Attempting a full explanation - computers currently work using binary logic, where “signals” (or “voltages” or “currents” - you pick the terminology, as it detracts from the overall explanation) are either on or off. (It’s entirely possible to use trinary logic; I read an article within the past two years advocating a switch to a three-valued logic system because it’s a more space efficient encoding, but I can’t find the reference. It was an analysis using Shannon’s information theory, but I digress.)
Now, one bit doesn’t tell you all that much. Either on or off. To represent a greater range of values, we can group bits together. So, using 2 bits as a unit, we can represent 4 values - 00, 01, 10, and 11. Further increasing the number of bits in a “group” allows the expression of an even larger range. For instance, the ASCII code uses an 8-bit representation, which yields 256 possible “values”. As far as representations go, dealling with strings of 1s and 0s is not very human-friendly, so we tend to use other representations such as octal (groups of 3 bits, e.g. 000 = 0, 001 = 1, 010 = 2, 011 = 3, etc. up to 111 = 8) or hexadecimal (groups of 4 bits, e.g., 0000 = 0, …, 0101 = 9, 0110 = A, etc., up to 1111 = F) for more values.
Octal and hexadecimal are nice because they continue to use powers of 2, which allows representations with a wider range of values to be easily converted back to the basic binary representation. Now, in a computer, wires are necessary to carry this information, which is called the “bus”. At the risk of oversimplifying or misstating the rationale, I’ll just say that for a general purpose computing device, it’s easier, more flexible, and more efficient to process information in groups of wires that subscribe to the power of 2 format (e.g., the Intel 4044 used 4 bits, the 8088 used 8 bits, the current crop of Intel compatible processors use 32 bits, and some current processors use 64 bits; 64 bit personal computer processors are on the horizon).
The point of the above is that for “general purposes”, setting the number of bits is a tradeoff. Custom hardware would use the minimum number of bits necessary to fully represent the information required. So, if one were to make a circuit for representing decimal numbers, it would have to use 4 wires. Of course, this would “waste” some of the possible representations; the bit required to represent anything beyond 7 would only be used for representing 8, 9, and 10. But, if we’re not sure what data we’re going to have to deal with before hand, we just supply a standard number of bits and use it as we see fit. There’s a tradeoff between space efficiency and the flexibility of the system.

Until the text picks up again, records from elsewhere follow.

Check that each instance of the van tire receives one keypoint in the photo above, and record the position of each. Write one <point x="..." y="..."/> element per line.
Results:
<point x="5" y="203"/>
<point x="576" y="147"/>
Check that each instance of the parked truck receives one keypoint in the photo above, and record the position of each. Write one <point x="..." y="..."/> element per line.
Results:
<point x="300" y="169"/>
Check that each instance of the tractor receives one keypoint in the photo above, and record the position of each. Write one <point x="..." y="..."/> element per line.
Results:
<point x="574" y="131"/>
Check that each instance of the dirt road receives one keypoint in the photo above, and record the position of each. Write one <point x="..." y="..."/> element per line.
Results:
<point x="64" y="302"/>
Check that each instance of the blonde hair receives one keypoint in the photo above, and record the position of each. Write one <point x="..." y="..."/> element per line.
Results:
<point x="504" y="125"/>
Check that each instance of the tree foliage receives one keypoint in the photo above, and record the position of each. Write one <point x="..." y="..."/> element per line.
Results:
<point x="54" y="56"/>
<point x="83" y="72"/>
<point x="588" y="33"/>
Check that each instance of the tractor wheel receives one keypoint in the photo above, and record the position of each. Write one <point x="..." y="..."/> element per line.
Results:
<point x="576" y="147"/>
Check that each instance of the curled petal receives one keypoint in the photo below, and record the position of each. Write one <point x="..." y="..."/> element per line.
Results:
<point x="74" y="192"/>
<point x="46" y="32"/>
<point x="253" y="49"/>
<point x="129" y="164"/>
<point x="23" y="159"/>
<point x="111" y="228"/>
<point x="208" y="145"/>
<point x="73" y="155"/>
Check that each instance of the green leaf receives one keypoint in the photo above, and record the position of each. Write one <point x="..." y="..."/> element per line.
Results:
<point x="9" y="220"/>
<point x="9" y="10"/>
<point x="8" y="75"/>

Now, your question was about efficiency of representation. As others have pointed out, Huffman encoding can be used to determine an efficient representation of an arbitrary range of values such that any group of individual values is unique - as Shalmanese points out, it is important to have a string of values be unambiguous.
However, the most efficient encoding of information is dependent on what is being represented. In the representation you present, the codes are assigned in alphabetical order. This isn’t the most efficient representation for english, since the probability of the letter “e” occurring is highest in a given text and you want to use the shortest representation for the letter that occurs most often. It’s best (that is, most efficient) to represent the english language according to occurance distributions. (Of course, any particular text might show a different distribution - so it’s most efficient representation would use a different encoding.)
LZW compression (explanation at http://dogma.net/markn/articles/lzw/lzw.htm) makes use of the above fact by creating an encoding dynamically based on the particular data to be encoded. A truly nifty algorithm, if you don’t mind me saying so.
Hope that helps with understanding binary and some issues involved in discussing “efficiency”…
Kramer